Documentary Review: The Mask You Live In
What does it mean to be man? Does it mean to be in control, to use force instead of words, to ride yourself of all things feminine and emotional, to emasculate others, and above all, to lose any bit of humanity you have left in you?
The Mask You Live In is a 2015 documentary about the American perception of masculinity exploring what it means to be a man in America and how boys and men struggle to fit the idea of masculinity in today's society. This film is a part of the Representation Project an organization that, inspires individuals and communities to challenge and overcome limiting stereotypes no matter race, age, gender, background- through the use of film.
From an early age boys are taught through verbal phrases like don't be a sissy, toughen up, take control and through physical means of violence (often from other males) that these are things you must endure to be considered a man, A boys definition of masculinity is rooted on the idea that a man must not show emotion and must use any means necessary to get what he wants. The film does a great job dissecting every inch of masculinity explaining how one in four boys are bullied and discouraged through acts of violence to be anything but a man. How being seen as feminine, gay, or anything that society does not consider as manly makes you week. It even explores how our idea of masculinity has morphed our views of women (built specially as an object for men), rape culture, and creates this fear of homophobic tendencies.
Men, Mental Health, and Being Weak
It's also created a society of boys and men who rarely seek help especially in the realm of mental health with fewer than 50% of males seeking help for depression-because of our views on males and anger, signs of depression and other mental care issues often go unnoticed. The film did a great job sharing statistics, interviewing Psychological experts, students, and teachers, This can lead to violent outburst and often boys are taught to channel that anger and lack of emotion into sports, a industry which also contributes to the idea of what a REAL MAN should be. While men in sports and entertainment industries are often revered as the Perfect Man their representative roles as role models often damage a young boy view of himself. While Caucasian males are seen as man children or the silent hero with a lack of emotion, Latin/African American males are left with representations of thugs, money hunger villains who only want money, drugs, and women.
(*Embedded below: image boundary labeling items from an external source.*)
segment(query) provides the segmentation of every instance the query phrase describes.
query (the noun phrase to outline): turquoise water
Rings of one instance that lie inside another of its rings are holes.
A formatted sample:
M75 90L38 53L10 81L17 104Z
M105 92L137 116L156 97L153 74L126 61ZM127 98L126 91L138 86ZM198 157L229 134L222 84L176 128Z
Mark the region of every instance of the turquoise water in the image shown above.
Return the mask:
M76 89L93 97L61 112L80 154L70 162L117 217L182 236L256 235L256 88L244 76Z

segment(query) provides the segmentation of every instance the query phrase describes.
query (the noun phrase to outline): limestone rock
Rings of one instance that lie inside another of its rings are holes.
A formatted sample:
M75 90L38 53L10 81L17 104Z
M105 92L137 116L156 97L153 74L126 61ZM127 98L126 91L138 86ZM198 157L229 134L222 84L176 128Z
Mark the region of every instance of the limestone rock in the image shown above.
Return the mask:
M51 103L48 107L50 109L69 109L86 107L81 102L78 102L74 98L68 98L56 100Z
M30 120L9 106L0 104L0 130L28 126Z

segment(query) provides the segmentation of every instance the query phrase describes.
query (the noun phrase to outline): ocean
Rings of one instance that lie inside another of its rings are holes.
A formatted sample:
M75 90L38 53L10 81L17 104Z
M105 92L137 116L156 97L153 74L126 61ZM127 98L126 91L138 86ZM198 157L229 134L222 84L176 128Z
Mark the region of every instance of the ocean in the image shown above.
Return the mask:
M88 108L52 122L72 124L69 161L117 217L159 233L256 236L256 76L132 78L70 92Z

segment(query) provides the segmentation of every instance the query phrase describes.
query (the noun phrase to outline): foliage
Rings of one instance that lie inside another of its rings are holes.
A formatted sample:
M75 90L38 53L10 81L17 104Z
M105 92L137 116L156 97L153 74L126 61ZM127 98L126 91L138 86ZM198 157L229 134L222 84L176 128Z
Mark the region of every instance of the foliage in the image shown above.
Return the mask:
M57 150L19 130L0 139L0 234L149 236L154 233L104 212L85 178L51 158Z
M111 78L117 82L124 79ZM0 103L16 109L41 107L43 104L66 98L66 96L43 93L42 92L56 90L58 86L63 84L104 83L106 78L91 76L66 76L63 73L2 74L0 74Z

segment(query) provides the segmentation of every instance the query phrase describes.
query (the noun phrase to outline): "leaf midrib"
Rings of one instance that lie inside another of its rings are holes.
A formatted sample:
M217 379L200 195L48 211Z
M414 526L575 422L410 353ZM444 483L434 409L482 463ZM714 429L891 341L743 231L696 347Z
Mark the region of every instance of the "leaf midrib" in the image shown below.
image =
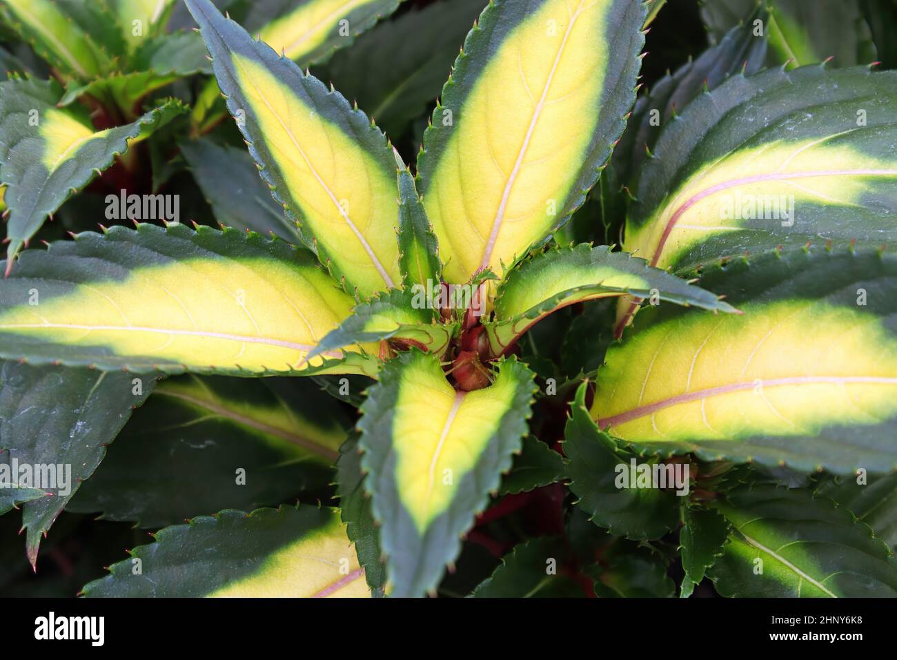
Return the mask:
M245 415L240 415L233 410L221 406L214 401L200 399L198 397L192 396L190 394L186 394L184 392L174 392L172 390L165 389L164 386L160 387L156 390L156 394L161 394L162 396L171 397L172 399L179 399L182 401L189 403L197 408L201 408L209 412L213 412L219 417L222 417L226 419L230 419L237 424L240 424L250 428L254 428L257 431L261 431L263 433L274 436L281 440L286 440L287 442L297 444L303 449L307 449L309 452L317 453L328 461L335 461L339 453L326 447L313 440L309 440L304 436L300 436L296 433L288 431L285 428L281 428L279 427L273 427L270 424L266 424L265 422L258 421L257 419L253 419L252 418L247 417Z
M732 179L730 180L716 183L692 195L688 199L676 207L675 211L673 212L669 220L666 221L664 232L660 236L660 240L658 242L658 247L655 249L654 254L651 256L650 265L658 265L658 261L660 260L664 247L666 244L666 241L673 233L673 230L675 228L676 224L679 222L679 218L681 218L689 208L693 207L701 199L710 197L711 195L715 195L718 192L727 190L731 188L737 188L738 186L745 186L760 181L839 176L897 176L897 170L876 170L869 168L860 170L820 170L815 172L772 172L768 174L755 174L753 176L740 177L738 179Z
M722 396L725 394L731 394L736 392L744 392L745 390L753 390L754 387L760 385L761 388L765 389L768 387L785 387L785 386L797 386L806 384L883 384L883 385L897 385L897 377L890 378L887 376L790 376L786 378L773 378L768 381L762 379L755 379L750 382L739 382L732 383L726 385L718 385L717 387L705 388L703 390L694 390L692 392L686 392L681 394L676 394L675 396L667 397L666 399L662 399L654 403L649 403L644 406L637 406L631 408L624 412L617 413L615 415L611 415L609 417L601 418L598 421L598 426L602 430L606 429L613 424L624 424L626 422L631 421L632 419L637 419L642 417L647 417L648 415L653 415L658 410L662 410L666 408L672 408L680 403L691 403L692 401L700 400L701 399L706 399L712 396Z
M797 566L795 566L794 564L792 564L790 561L788 561L788 559L786 559L784 557L782 557L781 555L779 555L779 553L777 553L775 550L770 550L769 548L767 548L766 546L764 546L762 543L761 543L756 539L753 539L753 538L748 536L747 534L745 534L740 529L736 530L736 532L737 532L738 535L741 536L742 539L744 539L744 541L745 541L745 543L747 543L748 545L750 545L750 546L752 546L753 548L756 548L757 550L761 550L762 552L767 553L768 555L770 555L771 557L772 557L776 561L779 562L782 566L784 566L786 568L788 568L788 570L792 571L798 577L806 580L811 585L813 585L814 586L817 587L818 589L820 589L821 591L823 591L823 593L827 594L828 595L830 595L832 598L838 598L839 597L834 592L832 592L832 590L830 590L828 587L826 587L821 582L819 582L818 580L814 579L813 577L811 577L810 576L808 576L806 573L805 573L804 571L802 571L800 568L798 568Z
M209 22L209 25L212 26L211 22ZM218 34L219 38L222 40L222 42L225 43L223 35L222 35L220 32ZM253 89L256 90L256 92L258 94L258 98L262 100L262 101L267 107L268 111L271 112L271 116L277 120L277 123L281 125L281 128L283 128L283 131L287 134L287 136L289 136L290 141L292 143L293 146L296 147L296 150L302 157L302 160L305 161L305 164L309 168L309 171L311 172L315 179L318 180L318 184L321 186L321 188L324 189L324 191L327 193L327 197L330 198L330 201L333 202L339 215L349 225L349 228L352 230L353 233L355 234L355 238L357 238L359 242L361 243L361 247L364 249L364 251L367 252L368 258L374 264L374 267L377 268L378 273L379 273L380 277L383 278L383 281L386 283L387 286L388 286L389 288L395 288L396 285L393 283L392 278L389 277L389 273L387 272L386 268L383 267L383 264L380 262L379 259L377 258L377 255L374 253L373 248L370 246L370 243L368 242L364 235L361 233L358 227L355 226L355 224L349 216L349 214L346 213L345 209L343 208L343 205L339 203L339 200L336 198L336 196L334 195L333 190L330 189L330 187L327 186L325 180L321 178L320 174L318 173L318 170L315 169L315 166L311 163L311 161L309 159L308 155L306 155L305 151L302 149L301 146L300 146L299 141L296 139L296 136L293 135L292 131L283 122L283 119L281 119L280 115L274 112L274 108L271 106L271 103L268 102L267 98L265 96L265 94L262 93L261 90L258 88L258 85L257 85L255 81L252 79L252 76L247 74L246 69L243 68L242 65L240 65L239 60L233 59L232 61L236 66L239 66L240 68L245 79L248 80L249 84L252 85Z
M523 159L526 157L527 151L529 148L530 140L533 137L533 133L536 131L536 125L538 123L539 118L542 116L542 110L544 107L545 99L548 96L548 91L551 89L552 83L554 82L554 75L557 73L558 65L561 63L561 57L563 55L564 48L567 47L567 40L570 39L570 32L573 31L573 26L576 24L577 20L579 20L579 15L583 11L582 0L579 0L576 7L576 12L570 17L570 24L567 26L567 30L564 32L561 47L558 48L558 53L554 57L553 64L552 65L552 70L548 75L544 86L543 87L542 95L539 97L539 102L536 103L536 108L533 110L533 117L529 122L529 128L527 130L527 135L523 139L523 145L520 146L520 151L518 153L517 161L514 163L514 168L511 170L510 174L508 176L508 180L505 182L504 191L501 195L501 202L495 214L495 218L492 220L492 227L489 234L489 240L483 248L483 258L480 260L480 269L488 267L489 262L492 260L492 251L495 249L495 243L498 241L499 233L501 230L501 224L504 222L504 215L507 210L508 201L510 198L511 189L514 187L514 183L517 181L517 177L520 173L520 169L523 165Z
What I loved about the film was not only that it examine the ideas of mental health of a growing American boy, but it explored the idea of sexism and homophobia. And how society seems to send mix messages when it comes to both. Being seen as sensitive makes you weak, and to prove you aren't neither, you must use violence. It also brings up the issue of rape culture and pornography with many teens in the video being confused about how to treat a woman, With our abstinence only programs we preach about waiting but we indirectly (through as) allow boys to view and become addicted to porn and to prove that they are not gay or weak they must be able to control a woman and be forcefully, which in turns contributes to rape culture and makes men believe that they must hate their feminine traits and dominate a woman. The documentary ties everything together and even explains how because of societies skewed view on masculinity boys grow up to be men who often don't value their lives or the lives of others and with 1 in 6 boys being sexually or physically abused, the 90% of Homicide perpetrators being males makes sense.
UnMasking The Man
It's not because women aren't depressed, violent, or have been abused, it's because men have been taught to forgo feeling and emotions and to externalized pain, in doing so, their psyche and view of the world becomes warped. So how does one begin to let go and in the words of one commentator become whole? You must be able to reconnect the heart with you head and re-humanize the boy within the man.
Facts From The Film
The Film puts into prospective our narrow views of manhood and answers the question: Are we failing our boys? The answer being yes, but it leaves us with so much more. There are men from previous generations willing to stand up and not only fight for future generations but also, reexamine their experiences, taking off their societal mask, and fighting for their younger selves. In a way, the film show us how men no matter age or generation are standing up and being the man they wish they had in their lives.
I give this documentary a 5/5. Because it teaches us that gender is more of a social construct and being a man and the definition masculinity is more than having strength, using violence, and achieving control-its about being who you are which is being human.